From the point of view of a student, Canvas is a convenient place to find course content, view the calendar, turn in assignments, and so on. But that’s like saying that social media is just a way to share family photos and pretending that we’ve never heard of the practice of marketing personal data or Cambridge Analytica.
A student enrolled in an SMC class this semester has access to all the rich content of that course’s Canvas pages. It also means that they have no access to the rich content of all the other thousands of courses being taught at SMC this semester. After paying the course fees and doing the course work this semester, they won’t even have access to the resources for that class next semester.
In part, the problem is that Canvas conflates privacy and freedom in unhelpful ways. Clearly, things relating to individual students should default to privacy.

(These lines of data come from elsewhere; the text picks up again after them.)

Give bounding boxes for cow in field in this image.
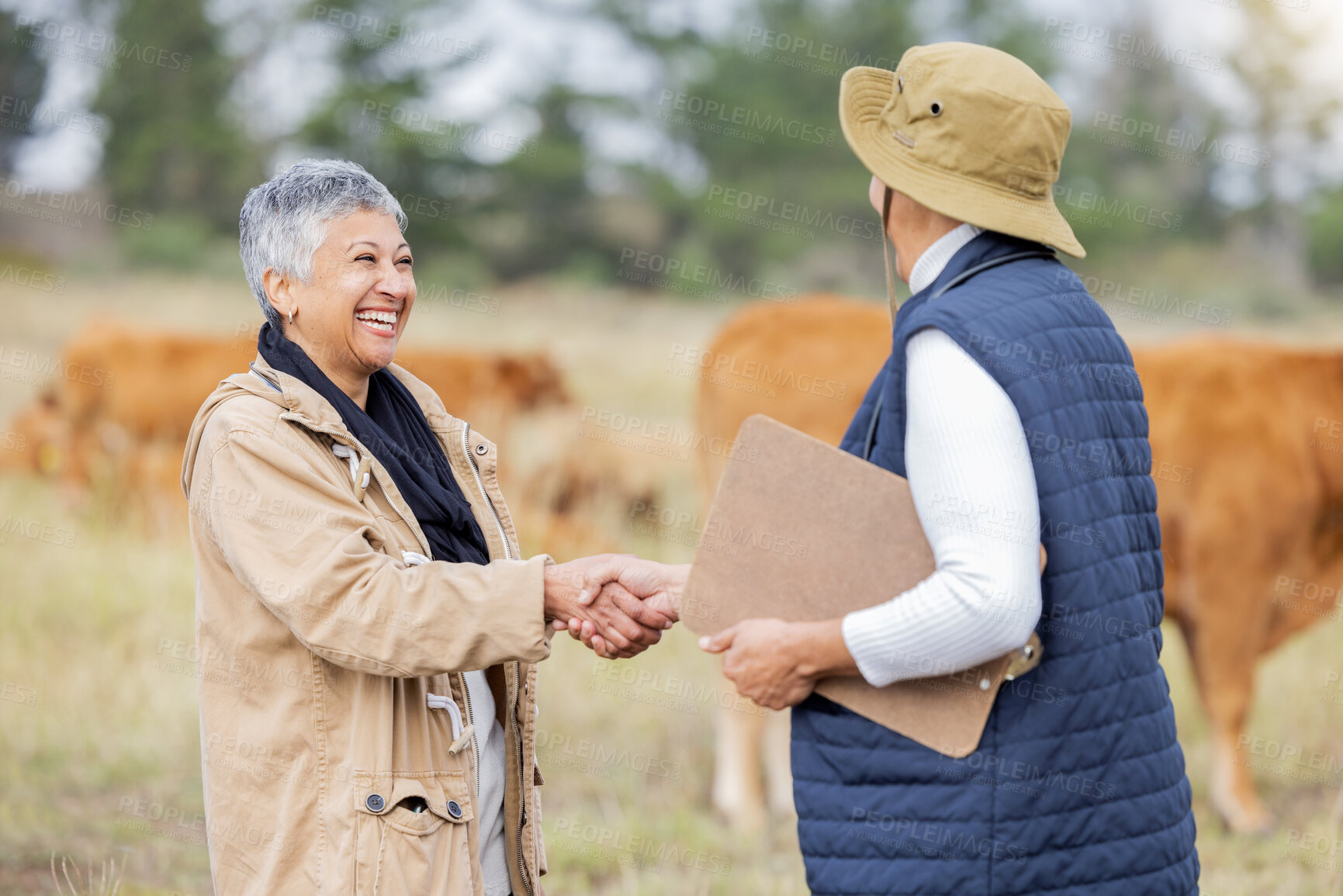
[696,296,1343,832]
[0,321,568,505]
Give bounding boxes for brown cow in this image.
[4,321,566,497]
[697,297,1343,832]
[687,296,891,830]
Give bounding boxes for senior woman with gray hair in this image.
[182,160,674,896]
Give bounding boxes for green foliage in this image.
[1308,188,1343,283]
[0,12,47,172]
[94,0,262,231]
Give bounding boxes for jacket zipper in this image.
[281,413,434,558]
[462,420,531,896]
[457,672,481,802]
[462,420,513,560]
[275,405,531,896]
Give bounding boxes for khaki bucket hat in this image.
[839,43,1086,258]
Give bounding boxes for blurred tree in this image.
[1056,20,1227,263]
[1229,2,1343,285]
[1308,187,1343,285]
[92,0,262,231]
[0,12,47,173]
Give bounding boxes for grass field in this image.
[0,270,1343,896]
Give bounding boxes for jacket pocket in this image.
[351,771,476,896]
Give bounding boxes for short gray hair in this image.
[237,158,406,327]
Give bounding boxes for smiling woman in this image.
[182,160,674,896]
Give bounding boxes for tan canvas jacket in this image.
[182,356,549,896]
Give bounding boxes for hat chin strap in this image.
[881,187,897,323]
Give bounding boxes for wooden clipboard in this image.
[681,413,1040,756]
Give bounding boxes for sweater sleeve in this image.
[843,328,1041,687]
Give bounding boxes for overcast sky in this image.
[0,0,1343,200]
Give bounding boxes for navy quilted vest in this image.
[792,233,1198,896]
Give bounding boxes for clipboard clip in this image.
[1003,631,1044,681]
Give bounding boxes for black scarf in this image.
[257,321,490,563]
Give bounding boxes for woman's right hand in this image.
[544,555,677,659]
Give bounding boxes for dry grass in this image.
[0,271,1343,896]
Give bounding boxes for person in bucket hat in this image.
[553,43,1199,896]
[707,43,1199,896]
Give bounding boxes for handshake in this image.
[545,553,691,659]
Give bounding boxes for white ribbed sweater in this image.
[843,224,1041,687]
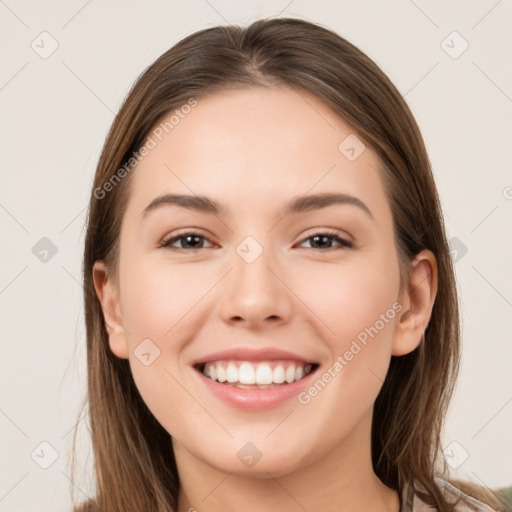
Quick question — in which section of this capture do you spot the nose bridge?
[221,236,290,323]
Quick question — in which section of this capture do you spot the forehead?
[122,87,386,224]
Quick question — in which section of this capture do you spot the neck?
[173,409,399,512]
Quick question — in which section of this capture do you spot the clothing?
[400,477,496,512]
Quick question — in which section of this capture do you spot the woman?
[71,19,499,512]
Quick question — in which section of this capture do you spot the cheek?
[119,258,214,342]
[304,262,398,359]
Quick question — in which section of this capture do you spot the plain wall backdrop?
[0,0,512,512]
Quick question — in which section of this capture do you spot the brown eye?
[159,231,215,251]
[302,231,353,251]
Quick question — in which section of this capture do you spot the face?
[93,88,432,476]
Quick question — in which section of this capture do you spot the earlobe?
[92,261,128,359]
[391,249,437,356]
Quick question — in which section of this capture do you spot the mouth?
[193,360,319,389]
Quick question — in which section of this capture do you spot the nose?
[220,239,293,329]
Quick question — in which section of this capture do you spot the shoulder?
[410,477,506,512]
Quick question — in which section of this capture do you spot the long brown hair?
[73,18,500,512]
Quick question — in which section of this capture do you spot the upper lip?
[192,347,317,366]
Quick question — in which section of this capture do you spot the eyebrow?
[142,193,374,219]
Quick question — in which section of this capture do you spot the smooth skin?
[93,87,437,512]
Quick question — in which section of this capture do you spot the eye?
[159,230,353,252]
[159,231,216,251]
[302,230,353,251]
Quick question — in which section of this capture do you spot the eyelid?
[158,228,355,252]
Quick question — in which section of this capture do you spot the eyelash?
[158,229,353,252]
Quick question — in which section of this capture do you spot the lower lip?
[193,367,318,410]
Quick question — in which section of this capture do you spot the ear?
[391,249,437,356]
[92,261,129,359]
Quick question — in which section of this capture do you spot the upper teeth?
[203,361,311,384]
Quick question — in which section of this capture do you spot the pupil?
[185,235,200,247]
[313,235,329,245]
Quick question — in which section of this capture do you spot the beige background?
[0,0,512,512]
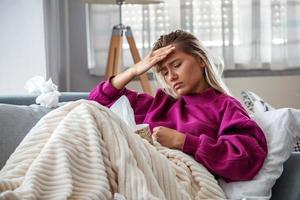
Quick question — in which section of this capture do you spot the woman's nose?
[169,71,178,81]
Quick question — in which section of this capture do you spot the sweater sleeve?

It makes sense for grades and assignments turned in to be private materials. But the rich course content has no such requirement. Why can’t materials produced to educate the citizens of California be as widely disseminated as possible? By sweeping all knowledge into narrow silos Canvas inverts and defeats the traditional role of college as a fountain of knowledge.
Colleges like SMC must first and foremost be about sharing knowledge as widely as possible. If education is power, why should it be denied to anyone? Eighteen years ago the Massassachusets Institute of Technology (MIT) launched the MIT OpenCourseWare initiative, a project to publish all of the materials from MIT’s undergraduate and graduate courses online, freely and openly available to anyone, anywhere. Since then over 250 other colleges have chosen to make their course materials available to anyone, anywhere, thirsty for knowledge. Sadly, SMC is not one of those colleges.
Access to knowledge is a basic right that belongs to every member of humakind. The United Nations has declared "the ability to participate in culture" as a basic human right. But you can’t participate in culture if you lack access to knowledge. It’s time for SMC to dump the restricted access model of knowledge as emblemized by knowledge trapped in silos like Canvas.